One in Christ—or Caesar?
Tensions with Roman law are simmering directly under the surface of Paul’s text. For the law of hierarchical binaries is indispensable as law of domination. Rome rules by dividing. If Jews, Celtic Galatians, and other nations inhabiting the multiethnic Roman province of Galatia3 become one in the body of a Jewish provincial Messiah who had been executed by Roman law as a political troublemaker, this is trouble.
Non-Jewish nations no longer declaring their sole allegiance to Caesar, as they had before, but to the One God of the Jews who had ridiculed Roman law enforcement by resurrecting God’s criminal son—this is even more trouble. Not to speak about the insolence of calling themselves collectively sons/children of this God (Galatians 3:26)—an honorary designation reserved for Caesar.

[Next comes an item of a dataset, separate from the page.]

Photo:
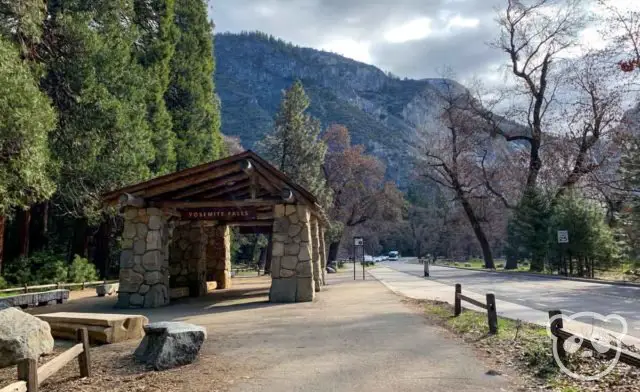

He alone was son of God, God, Savior, and Lord for the nations.
But for Paul, the liberating disclosure/revelation (apocalyptō, 3:23; see also 1:12) of Christ-faith means resistant and transformative trust/belief that another world under a different law is possible, where human beings no longer act as one-against-other but in solidarity with One-an(d)-Other.
Notes
- J. Louis Martyn, ed., Galatians: A New Translation with Introduction and Commentary, 1st ed., Anchor Bible 33A (New York: Doubleday, 1998), 363.
- Martyn., 403–406.
- For a brief introduction to the context and text of Galatians, see Brigitte Kahl, “Galatians,” in Margaret Aymer, Cynthia Brigs Kittredge, and David A. Sanchez, eds., The Letters and Legacy of Paul, Fortress Commentary on the Bible (Minneapolis: Fortress Press, 2016), 503–525.